The mere thought of some places conjures up certain food memories for me. Taiwan is a case in point. Walking down a side street in the less gentrified part of the capital city, Taipei, one will stumble upon tiny family-run food stalls that have been in business for decades. There’s beef shank soup with hand-pulled noodles and scallion pancakes shattering into flaky shards at gentle tugs—dishes that illustrate delicious collisions born out of Taiwan’s diaspora history. But the tiny island nation is also famous for pioneering culinary trends that get exported abroad. The last time I visited in 2019, brown sugar boba milk tea with gold foil and cheesy matcha cream puffs were in high demand.

My favourite foods are those with winding, intimate histories—dishes that have nourished and brought comfort to my forebears against the backdrop of a tenuous post-war era and tumultuous politics.

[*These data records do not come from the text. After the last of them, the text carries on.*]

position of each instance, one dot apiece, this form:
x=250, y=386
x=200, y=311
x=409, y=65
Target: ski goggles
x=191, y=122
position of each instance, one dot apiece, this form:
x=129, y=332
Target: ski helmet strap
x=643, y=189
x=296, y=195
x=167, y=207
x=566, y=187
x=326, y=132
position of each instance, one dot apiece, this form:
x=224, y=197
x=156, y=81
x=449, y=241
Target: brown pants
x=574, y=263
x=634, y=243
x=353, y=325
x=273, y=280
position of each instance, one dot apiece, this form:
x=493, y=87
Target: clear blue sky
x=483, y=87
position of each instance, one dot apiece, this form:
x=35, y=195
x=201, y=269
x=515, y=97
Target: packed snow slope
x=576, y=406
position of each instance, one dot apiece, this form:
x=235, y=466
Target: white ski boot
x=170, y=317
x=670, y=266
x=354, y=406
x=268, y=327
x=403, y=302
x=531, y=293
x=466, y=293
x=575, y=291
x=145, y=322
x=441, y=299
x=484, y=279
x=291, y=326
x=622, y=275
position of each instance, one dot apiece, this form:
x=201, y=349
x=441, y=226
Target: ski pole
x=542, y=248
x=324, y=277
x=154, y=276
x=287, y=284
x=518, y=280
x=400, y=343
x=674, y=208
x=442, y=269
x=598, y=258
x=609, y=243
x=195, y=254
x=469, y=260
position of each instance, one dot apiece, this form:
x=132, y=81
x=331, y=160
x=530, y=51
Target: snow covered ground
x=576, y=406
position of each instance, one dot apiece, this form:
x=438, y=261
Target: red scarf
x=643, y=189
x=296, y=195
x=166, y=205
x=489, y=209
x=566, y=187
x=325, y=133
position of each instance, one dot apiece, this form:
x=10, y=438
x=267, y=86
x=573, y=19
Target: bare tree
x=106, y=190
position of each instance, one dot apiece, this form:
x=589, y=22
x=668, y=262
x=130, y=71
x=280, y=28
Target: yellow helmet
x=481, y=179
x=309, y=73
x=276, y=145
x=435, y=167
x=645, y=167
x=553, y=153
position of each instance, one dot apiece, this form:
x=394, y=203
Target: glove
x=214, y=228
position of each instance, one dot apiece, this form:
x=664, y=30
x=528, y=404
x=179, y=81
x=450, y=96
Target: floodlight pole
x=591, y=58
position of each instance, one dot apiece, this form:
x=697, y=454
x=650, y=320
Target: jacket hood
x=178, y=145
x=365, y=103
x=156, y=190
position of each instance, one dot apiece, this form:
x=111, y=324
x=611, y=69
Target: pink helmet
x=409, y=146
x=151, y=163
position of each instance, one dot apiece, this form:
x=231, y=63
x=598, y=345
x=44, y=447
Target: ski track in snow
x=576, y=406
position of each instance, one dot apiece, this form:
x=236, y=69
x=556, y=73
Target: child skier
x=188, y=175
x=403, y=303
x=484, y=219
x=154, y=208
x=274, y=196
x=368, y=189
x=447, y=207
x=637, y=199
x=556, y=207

American aid to Taiwan just after the Second World War played a vital role in establishing the wheat flour industry and even reshaping the Taiwanese palate. Waves of immigrants, from regions of mainland China where wheat thrived in temperate and cold weather, further reinforced a growing appetite for floury foods. Today, the prominence of wheat in the quotidian life of Taiwanese people is unmistakable, from the crispy you tiao (savoury fried dough sticks) served with soy milk for breakfast, to the xiao long bao (soup dumplings) that one never seems to tire of for dinner.